Kata dia, Bupati, dapat memanggil seluruh pihak yang terlibat dalam penyusunan usulan tersebut untuk mencari titik penyelesaian.
“Permasalahan ini cukup diselesaikan di lingkup internal pemerintah daerah. Tidak elok jika lembaga lain dilibatkan hanya untuk mencari tahu persoalan internal,” tegasnya.
Ia menjelaskan, proses pengusulan WPR memiliki mekanisme yang panjang, mulai dari koordinasi antarinstansi hingga tahap paraf dokumen.
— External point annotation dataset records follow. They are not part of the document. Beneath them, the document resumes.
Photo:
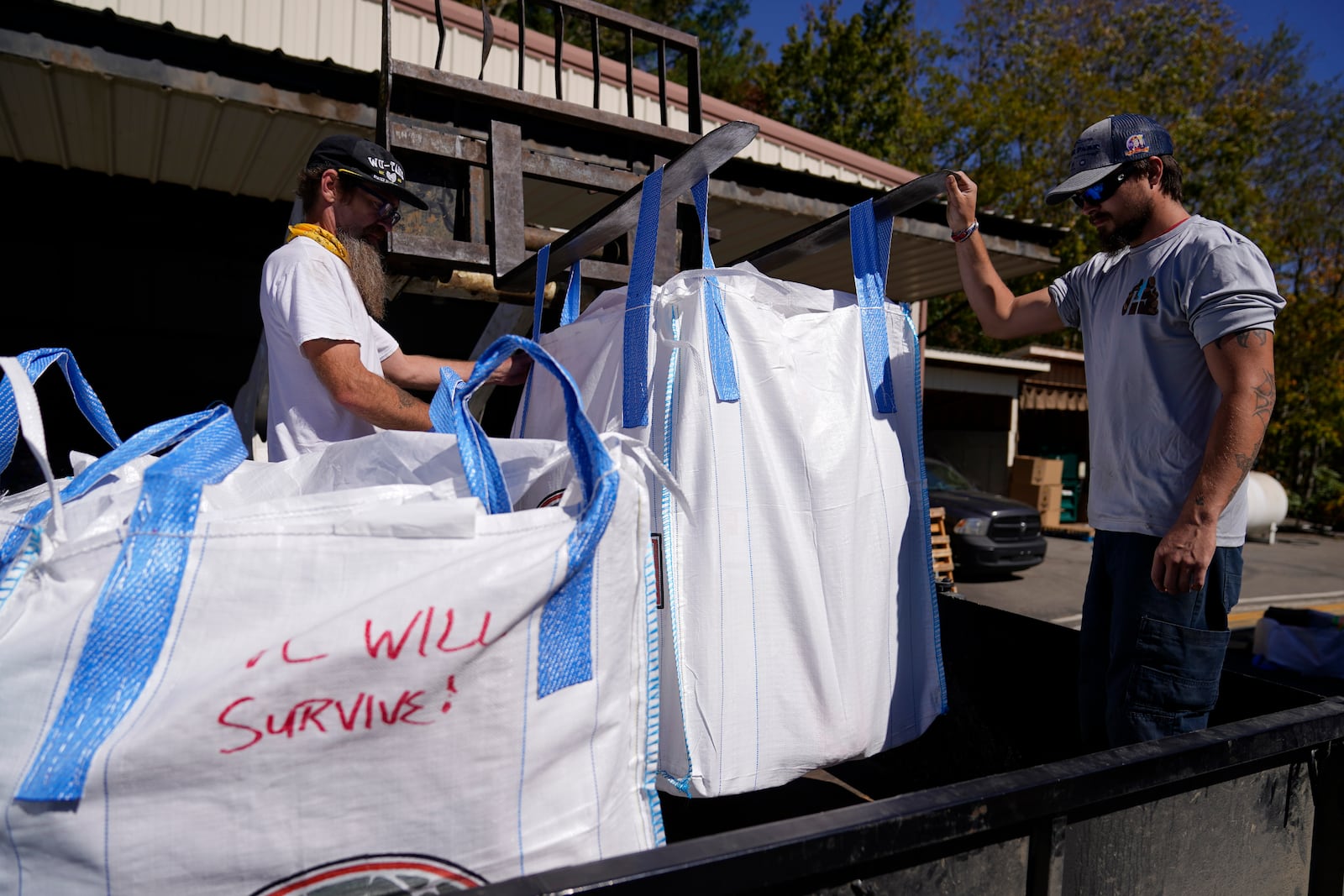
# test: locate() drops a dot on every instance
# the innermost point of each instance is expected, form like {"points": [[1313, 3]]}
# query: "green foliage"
{"points": [[1005, 97]]}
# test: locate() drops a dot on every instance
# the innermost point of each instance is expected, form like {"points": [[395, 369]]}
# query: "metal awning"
{"points": [[80, 107]]}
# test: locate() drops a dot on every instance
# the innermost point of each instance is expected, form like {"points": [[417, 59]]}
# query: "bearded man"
{"points": [[1178, 325], [335, 372]]}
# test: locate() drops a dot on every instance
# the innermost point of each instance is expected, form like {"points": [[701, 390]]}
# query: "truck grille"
{"points": [[1015, 528]]}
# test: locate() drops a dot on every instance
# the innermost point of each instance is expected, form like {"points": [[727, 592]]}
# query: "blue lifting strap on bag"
{"points": [[870, 248], [134, 610], [564, 644]]}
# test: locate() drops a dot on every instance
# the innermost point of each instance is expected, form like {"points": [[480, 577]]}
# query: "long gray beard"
{"points": [[366, 269]]}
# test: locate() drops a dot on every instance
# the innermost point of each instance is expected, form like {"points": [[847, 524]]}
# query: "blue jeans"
{"points": [[1149, 663]]}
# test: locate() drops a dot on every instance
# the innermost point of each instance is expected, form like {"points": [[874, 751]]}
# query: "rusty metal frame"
{"points": [[484, 139]]}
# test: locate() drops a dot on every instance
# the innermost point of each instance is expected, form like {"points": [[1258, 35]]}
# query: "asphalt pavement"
{"points": [[1299, 570]]}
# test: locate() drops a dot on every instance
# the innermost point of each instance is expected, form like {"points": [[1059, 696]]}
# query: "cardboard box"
{"points": [[1046, 499], [1037, 470]]}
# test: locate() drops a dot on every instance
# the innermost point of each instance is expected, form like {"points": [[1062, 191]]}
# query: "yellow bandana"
{"points": [[323, 238]]}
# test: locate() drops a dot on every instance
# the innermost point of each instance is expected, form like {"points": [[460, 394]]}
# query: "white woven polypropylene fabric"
{"points": [[349, 689], [799, 600]]}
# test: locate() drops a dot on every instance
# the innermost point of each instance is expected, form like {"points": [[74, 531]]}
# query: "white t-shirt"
{"points": [[1146, 316], [307, 293]]}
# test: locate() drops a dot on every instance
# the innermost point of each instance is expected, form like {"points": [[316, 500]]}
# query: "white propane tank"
{"points": [[1267, 506]]}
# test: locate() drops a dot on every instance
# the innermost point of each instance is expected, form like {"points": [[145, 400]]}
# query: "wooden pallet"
{"points": [[941, 544]]}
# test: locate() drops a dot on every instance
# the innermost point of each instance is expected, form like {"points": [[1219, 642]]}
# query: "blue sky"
{"points": [[1321, 23]]}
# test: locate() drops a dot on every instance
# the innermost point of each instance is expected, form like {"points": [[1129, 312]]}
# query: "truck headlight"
{"points": [[972, 526]]}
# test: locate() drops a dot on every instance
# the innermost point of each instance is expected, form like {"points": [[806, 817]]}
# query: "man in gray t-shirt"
{"points": [[1178, 322]]}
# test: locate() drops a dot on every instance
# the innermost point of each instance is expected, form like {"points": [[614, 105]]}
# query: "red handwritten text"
{"points": [[322, 715], [423, 629]]}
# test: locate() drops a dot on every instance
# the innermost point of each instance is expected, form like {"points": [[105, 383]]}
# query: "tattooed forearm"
{"points": [[1265, 396], [1245, 463], [1245, 338]]}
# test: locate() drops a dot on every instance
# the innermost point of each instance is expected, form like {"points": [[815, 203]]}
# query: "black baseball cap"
{"points": [[1105, 147], [365, 160]]}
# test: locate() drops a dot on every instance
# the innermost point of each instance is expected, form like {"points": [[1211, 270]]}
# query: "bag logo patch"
{"points": [[378, 876]]}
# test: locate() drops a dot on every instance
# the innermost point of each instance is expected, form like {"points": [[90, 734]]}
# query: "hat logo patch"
{"points": [[386, 170]]}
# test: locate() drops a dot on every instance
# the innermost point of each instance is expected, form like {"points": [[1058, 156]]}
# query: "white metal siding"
{"points": [[349, 34]]}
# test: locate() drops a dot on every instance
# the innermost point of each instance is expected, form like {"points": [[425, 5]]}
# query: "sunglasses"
{"points": [[386, 207], [1102, 190]]}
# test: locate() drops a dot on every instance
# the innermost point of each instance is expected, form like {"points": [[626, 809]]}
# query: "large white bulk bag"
{"points": [[340, 668], [799, 595]]}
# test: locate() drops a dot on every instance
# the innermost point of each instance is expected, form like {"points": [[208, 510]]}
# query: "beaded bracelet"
{"points": [[961, 235]]}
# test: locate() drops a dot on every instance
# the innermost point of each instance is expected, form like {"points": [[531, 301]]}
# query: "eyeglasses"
{"points": [[386, 207], [1102, 190]]}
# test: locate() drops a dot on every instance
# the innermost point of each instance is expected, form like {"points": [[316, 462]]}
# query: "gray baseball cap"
{"points": [[1105, 147]]}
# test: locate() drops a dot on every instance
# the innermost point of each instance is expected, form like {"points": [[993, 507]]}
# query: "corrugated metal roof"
{"points": [[81, 107]]}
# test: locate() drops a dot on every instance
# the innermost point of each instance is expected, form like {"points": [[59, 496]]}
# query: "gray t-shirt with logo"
{"points": [[1146, 316]]}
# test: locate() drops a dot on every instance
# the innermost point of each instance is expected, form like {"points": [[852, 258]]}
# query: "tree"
{"points": [[853, 81], [1019, 80]]}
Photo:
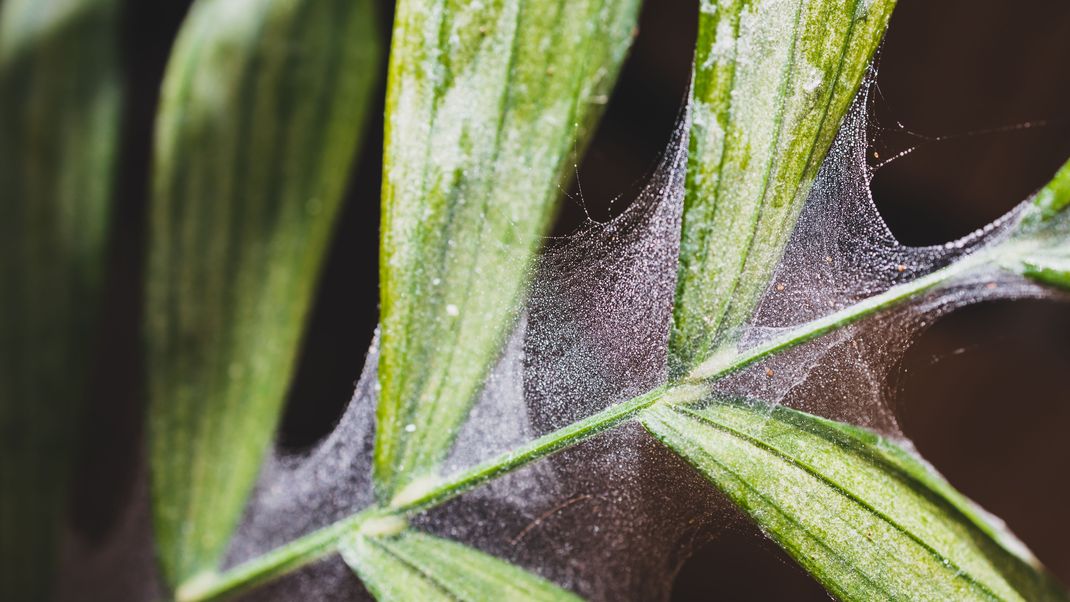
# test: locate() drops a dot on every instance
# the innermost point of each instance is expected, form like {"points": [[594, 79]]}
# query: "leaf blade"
{"points": [[479, 123], [860, 513], [60, 102], [262, 108], [773, 80], [414, 566]]}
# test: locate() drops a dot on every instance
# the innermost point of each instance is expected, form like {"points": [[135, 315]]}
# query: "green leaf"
{"points": [[864, 515], [773, 80], [1054, 271], [413, 566], [263, 104], [1040, 246], [1054, 198], [485, 103], [60, 96]]}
Jika Bupati ingin mengetahui sumber masalahnya, hal itu bisa dilakukan dengan mudah karena pihak-pihak yang terlibat berasal dari internal sendiri.
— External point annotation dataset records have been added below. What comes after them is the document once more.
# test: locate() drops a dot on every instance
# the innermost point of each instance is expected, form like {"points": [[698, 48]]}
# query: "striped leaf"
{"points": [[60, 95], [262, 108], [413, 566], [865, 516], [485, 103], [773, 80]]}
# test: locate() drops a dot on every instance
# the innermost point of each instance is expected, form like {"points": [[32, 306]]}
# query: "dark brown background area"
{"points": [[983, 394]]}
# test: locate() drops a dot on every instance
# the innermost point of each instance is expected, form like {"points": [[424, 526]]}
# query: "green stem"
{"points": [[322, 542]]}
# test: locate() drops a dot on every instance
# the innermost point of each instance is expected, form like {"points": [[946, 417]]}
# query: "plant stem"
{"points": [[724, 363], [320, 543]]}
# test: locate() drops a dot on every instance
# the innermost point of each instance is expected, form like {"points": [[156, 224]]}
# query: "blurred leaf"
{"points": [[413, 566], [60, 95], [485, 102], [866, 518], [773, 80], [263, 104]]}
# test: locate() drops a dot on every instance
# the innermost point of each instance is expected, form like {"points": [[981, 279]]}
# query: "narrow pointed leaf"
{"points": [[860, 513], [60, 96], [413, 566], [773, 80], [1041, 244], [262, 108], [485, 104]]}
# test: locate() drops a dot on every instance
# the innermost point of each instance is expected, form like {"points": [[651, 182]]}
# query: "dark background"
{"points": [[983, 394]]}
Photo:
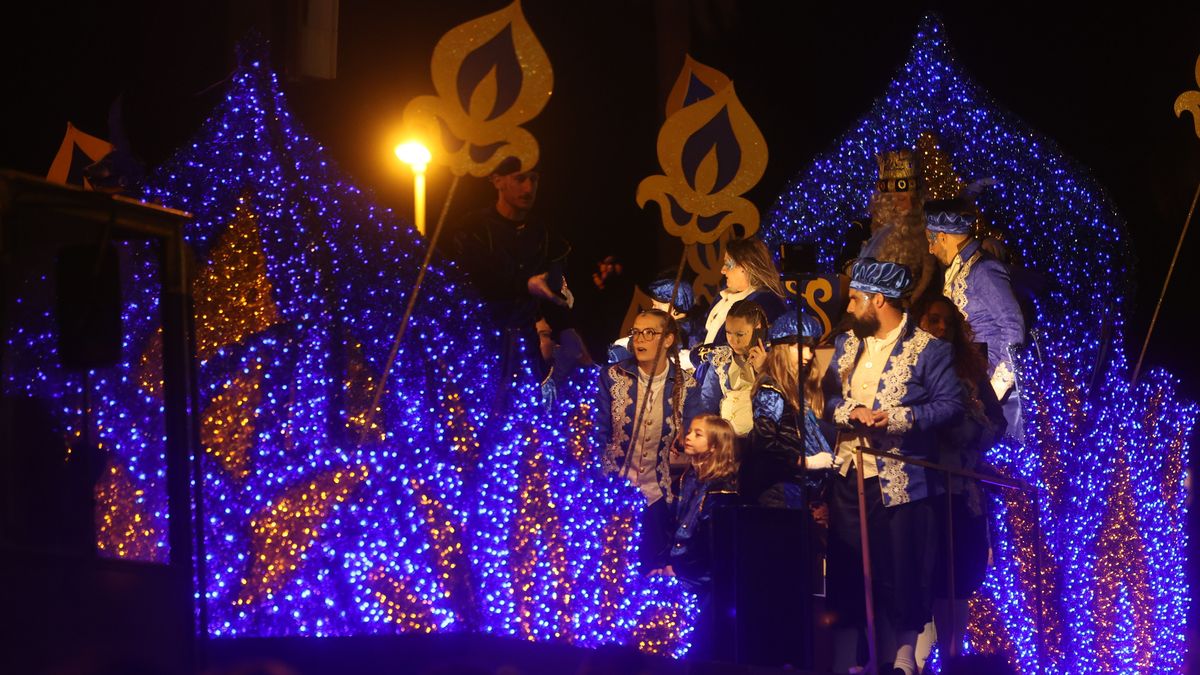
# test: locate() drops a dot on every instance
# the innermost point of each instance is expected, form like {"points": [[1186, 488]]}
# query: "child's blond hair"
{"points": [[720, 461]]}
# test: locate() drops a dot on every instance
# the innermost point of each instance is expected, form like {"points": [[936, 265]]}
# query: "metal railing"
{"points": [[993, 479]]}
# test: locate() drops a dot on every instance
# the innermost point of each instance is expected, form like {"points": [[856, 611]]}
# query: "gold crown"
{"points": [[898, 171]]}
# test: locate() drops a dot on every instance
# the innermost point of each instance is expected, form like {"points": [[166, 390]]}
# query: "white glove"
{"points": [[820, 460]]}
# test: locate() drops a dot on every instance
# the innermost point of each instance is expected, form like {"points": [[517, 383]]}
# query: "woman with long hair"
{"points": [[750, 274], [642, 408], [963, 446], [729, 371], [785, 446]]}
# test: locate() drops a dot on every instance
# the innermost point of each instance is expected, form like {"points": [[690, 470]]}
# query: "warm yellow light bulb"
{"points": [[414, 154]]}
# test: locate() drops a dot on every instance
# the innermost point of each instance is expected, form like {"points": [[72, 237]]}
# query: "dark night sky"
{"points": [[1102, 83]]}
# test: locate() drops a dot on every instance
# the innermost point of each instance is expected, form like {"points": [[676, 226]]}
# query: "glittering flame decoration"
{"points": [[711, 153], [1121, 572], [616, 537], [286, 529], [937, 174], [491, 76], [124, 525], [658, 629], [580, 434], [450, 561], [233, 293], [149, 372], [358, 394], [402, 605], [538, 541], [1189, 102], [817, 296], [228, 425], [460, 429]]}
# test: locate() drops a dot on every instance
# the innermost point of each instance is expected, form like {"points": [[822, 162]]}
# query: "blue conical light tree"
{"points": [[1090, 577], [456, 513]]}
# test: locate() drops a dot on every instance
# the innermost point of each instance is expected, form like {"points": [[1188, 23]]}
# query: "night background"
{"points": [[1101, 83]]}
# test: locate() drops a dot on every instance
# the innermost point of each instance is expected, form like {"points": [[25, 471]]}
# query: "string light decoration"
{"points": [[113, 413], [473, 503], [1105, 591]]}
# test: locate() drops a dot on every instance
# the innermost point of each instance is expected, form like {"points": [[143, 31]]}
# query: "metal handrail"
{"points": [[993, 479]]}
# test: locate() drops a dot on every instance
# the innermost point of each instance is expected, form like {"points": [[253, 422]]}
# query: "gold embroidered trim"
{"points": [[959, 286], [899, 420], [621, 401], [894, 481]]}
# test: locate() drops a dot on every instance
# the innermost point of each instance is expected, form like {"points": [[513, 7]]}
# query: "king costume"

“Dalam pengusulan WPR, surat yang keluar melalui proses yang panjang. Ada koordinasi, paraf, dan sebagainya. Jadi sebenarnya mudah menelusuri sumber persoalannya, karena yang terlibat bukan orang luar,” jelasnya.
Politisi PDIP itu, juga mengingatkan bahwa jika pansus benar-benar dibentuk, maka lembaga tersebut akan menghasilkan rekomendasi politik yang bersifat resmi dan mengikat, yang dinilainya langkah itu terlalu jauh diambil sebelum dilakukan kajian mendalam.
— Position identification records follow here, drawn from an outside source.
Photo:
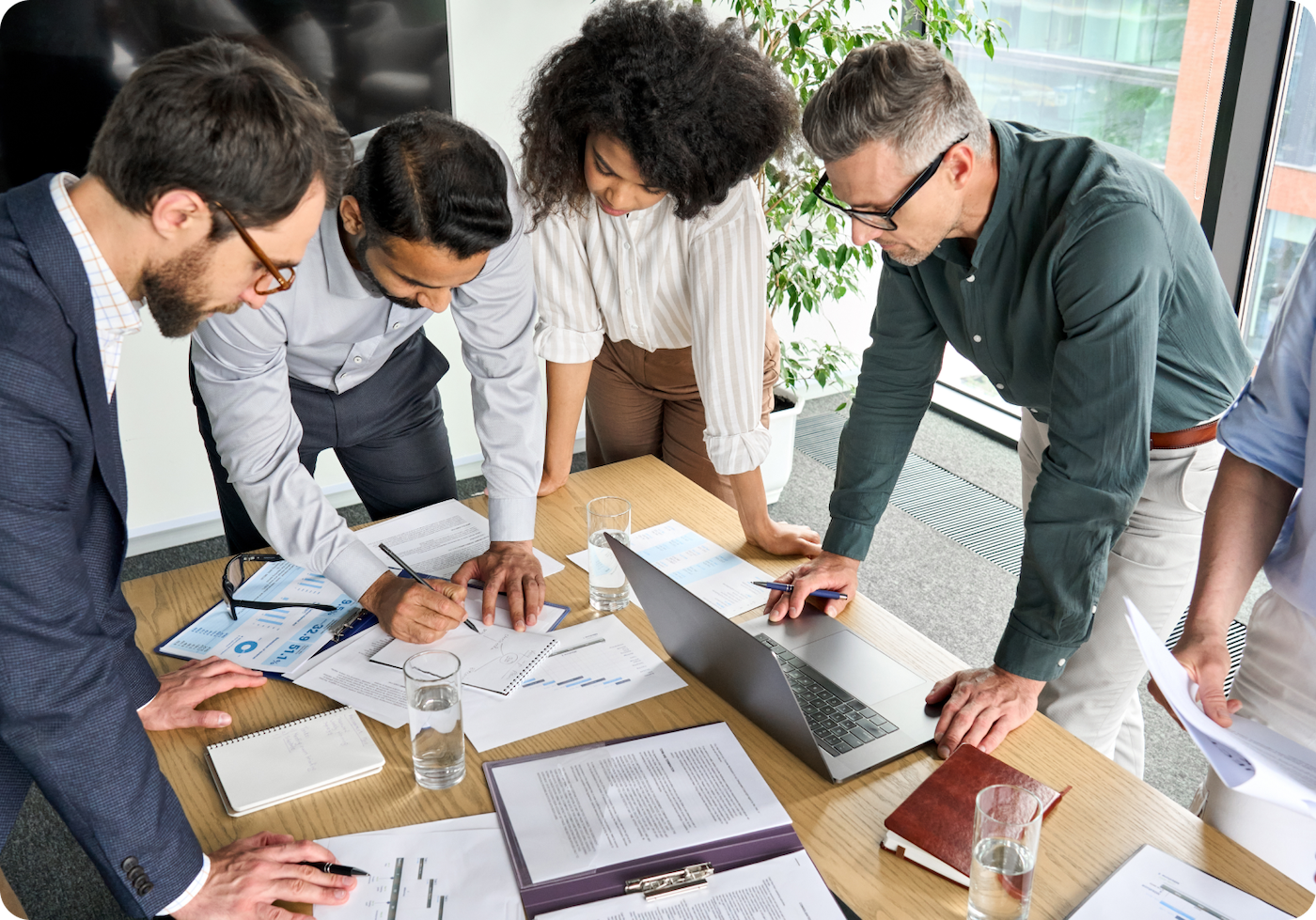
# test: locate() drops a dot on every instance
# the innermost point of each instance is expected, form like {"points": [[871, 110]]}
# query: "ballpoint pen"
{"points": [[790, 588], [421, 581], [335, 869]]}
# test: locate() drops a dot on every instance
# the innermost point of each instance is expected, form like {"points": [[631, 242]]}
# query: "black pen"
{"points": [[333, 867], [421, 581]]}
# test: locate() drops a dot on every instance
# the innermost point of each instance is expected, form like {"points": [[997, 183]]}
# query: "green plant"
{"points": [[812, 259]]}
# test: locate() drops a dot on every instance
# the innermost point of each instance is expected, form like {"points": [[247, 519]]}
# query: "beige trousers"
{"points": [[1277, 687], [648, 403], [1154, 564]]}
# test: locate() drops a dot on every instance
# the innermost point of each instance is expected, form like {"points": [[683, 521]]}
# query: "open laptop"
{"points": [[826, 695]]}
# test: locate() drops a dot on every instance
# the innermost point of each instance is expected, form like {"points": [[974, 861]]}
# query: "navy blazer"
{"points": [[71, 677]]}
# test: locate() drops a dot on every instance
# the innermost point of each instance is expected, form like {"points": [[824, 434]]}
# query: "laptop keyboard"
{"points": [[839, 723]]}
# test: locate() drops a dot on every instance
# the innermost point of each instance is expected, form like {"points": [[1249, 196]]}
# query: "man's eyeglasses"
{"points": [[234, 574], [275, 273], [882, 221]]}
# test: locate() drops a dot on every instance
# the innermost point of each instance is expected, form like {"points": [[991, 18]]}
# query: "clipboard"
{"points": [[667, 873]]}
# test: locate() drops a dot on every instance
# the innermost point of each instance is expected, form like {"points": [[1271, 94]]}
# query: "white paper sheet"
{"points": [[269, 640], [629, 801], [437, 539], [598, 666], [1247, 757], [454, 870], [787, 887], [1155, 886], [495, 658], [346, 674], [716, 575]]}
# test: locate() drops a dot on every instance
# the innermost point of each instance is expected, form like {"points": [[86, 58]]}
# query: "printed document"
{"points": [[1155, 886], [716, 575], [1249, 757], [450, 870], [614, 803], [437, 539], [596, 667], [269, 640], [787, 887]]}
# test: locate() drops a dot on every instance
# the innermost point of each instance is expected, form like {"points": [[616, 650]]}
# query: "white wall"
{"points": [[171, 495]]}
“Kalau sudah masuk ranah pansus, maka akhirnya akan melahirkan rekomendasi. Karena itu, kami belum menanggapi permohonan pembentukan pansus tersebut,” tegasnya.
Ia menambahkan, DPRD tetap membuka ruang dialog dengan pemerintah daerah untuk membahas persoalan WPR, namun setiap langkah harus ditempuh sesuai aturan dan prosedur yang berlaku.
“Untuk menyelesaikan polemik ini dilakukan dengan pendekatan administratif dan koordinatif, bukan dengan langkah politik yang bisa memperkeruh hubungan antar lembaga,” pungkasnya.